For the first case, we directly take \(max_{i \in y}(dp_i)\).

In the second case , Because leadership is fixed \(L_x\), Obviously, we should select nodes from small to large according to the cost in the subtree with the current node as the root , Get the most people , In this way, the optimal .

Now suppose we can find the maximum number of people in an acceptable time , We have the following state transition equation :

\[dp_x = max(people_{max} \times L_x, max_{i \in y}(dp_i)) \]

So the problem we need to solve now is how to quickly find this \(people_{max}\).

Obviously, this is a data structure that can support rapid merging and access to the most valuable data .

It's not hard to think of left leaning trees and balanced trees .

According to our previous search \(people_{max}\) The strategy of , The first thing I thought about was the small root pile , But accessing the next element like this is \(log\) Of , And write on the top pile . Then consider the balanced tree , But the merging operation will greatly increase our time .

So we need to change our thinking .

I didn't think of this when I was doing it , Plus I'm here to practice left leaning trees , So what I think is how to optimize the method of maintaining the left leaning tree .

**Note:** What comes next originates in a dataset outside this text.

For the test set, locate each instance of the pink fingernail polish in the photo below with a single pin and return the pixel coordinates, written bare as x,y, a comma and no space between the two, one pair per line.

It is not difficult to find that the limitation of the above method is that we must delete the top element when accessing the next element , But it's not really deleted , Because this part is what we need , So write on the top pile , But the time complexity is false again .

If it's hard, it's hard , We consider maintaining a large root heap , Record the sum in the heap , If the sum is greater than the budget , So let's delete the top element , Then the rest must be the most , This means the same as our previous strategy . As for the deleted , Because after our upward merger , When updating the optimal solution , Our optimal solution must be the optimal solution re selected from the set of optimal solutions in each subtree . So obviously, the deleted nodes , It is impossible to be selected in the process of merging and updating answers up . So we can ignore the deleted nodes .

Because each node will be deleted at most once , The merging of left leaning trees is \(logn\) Grade , So the whole maintenance \(people_max\) The process is \(nlogn\) Of .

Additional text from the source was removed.